The outstanding bonds were redeemed in full four months later.

In Baltimore, Maryland, the refusal to pay a $76,000 ransom resulted in around $18 million in recovery costs and in Atlanta, a $55,000 ransom, $17 million in recovery costs, according to a recent report from cyber security firm Knowbe4.

All in all, cybercrime is estimated to cost the U.S. government around tens of billions annually and experts expect that number to rise unless steps are taken to bring local defense up to speed.

While a federally organized cyber defense intuitive may bear fruit, the logistical issues presented by the many independent systems make this a distant prospect — at least for now — according to Rahmani.

Enhanced aid from the federal government can help bolster IT systems. Greater attention and support from local leaders as well as an increase in public IT employee salaries to keep talented specialists from leaving for the private sector could help as well.

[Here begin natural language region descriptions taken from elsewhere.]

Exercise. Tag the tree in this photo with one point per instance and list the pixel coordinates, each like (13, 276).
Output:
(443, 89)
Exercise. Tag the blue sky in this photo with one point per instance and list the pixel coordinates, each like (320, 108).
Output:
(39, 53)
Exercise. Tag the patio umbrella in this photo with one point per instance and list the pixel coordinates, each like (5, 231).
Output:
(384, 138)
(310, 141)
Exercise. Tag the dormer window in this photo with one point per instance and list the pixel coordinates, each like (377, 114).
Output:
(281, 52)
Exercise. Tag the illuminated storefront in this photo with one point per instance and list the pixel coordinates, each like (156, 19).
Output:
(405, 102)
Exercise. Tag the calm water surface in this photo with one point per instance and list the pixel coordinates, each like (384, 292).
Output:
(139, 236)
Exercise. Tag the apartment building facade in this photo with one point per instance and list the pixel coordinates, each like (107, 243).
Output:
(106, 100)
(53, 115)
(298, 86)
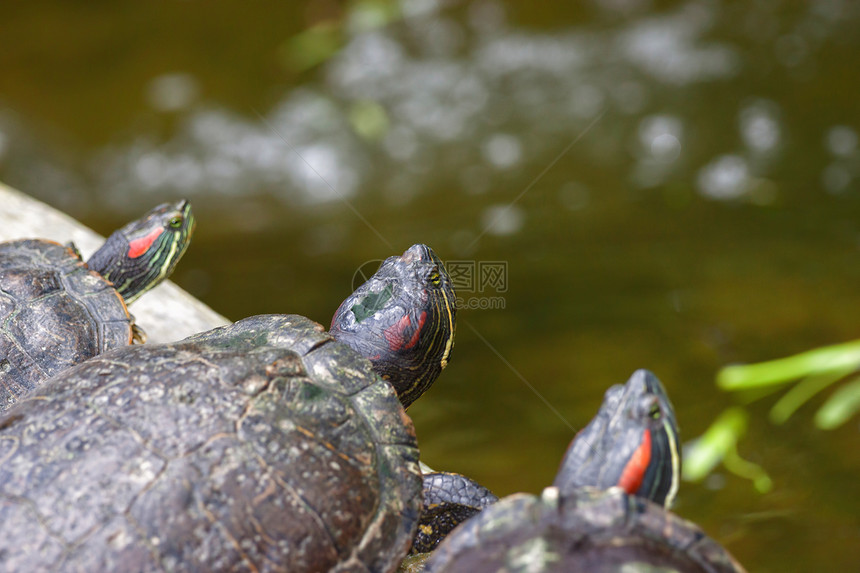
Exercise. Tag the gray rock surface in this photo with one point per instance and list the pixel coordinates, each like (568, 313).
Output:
(167, 313)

Training all staff may be most important, because most security breaches take advantage of human vulnerabilities as opposed to technological weakness.

"Cybersecurity is a psychological problem," Rahmani said, "which means that folks have to be tricked into doing something."

Clicking a phishing email, downloading links online, or even sharing a password or personal information are all common ways malicious actors can enter an IT network. Educating employees on "cybersecurity hygiene" and best practices can help reduce those instances drastically

"Cybersecurity doesn't have to be expensive," Rahmani said, "if you can just make people do this."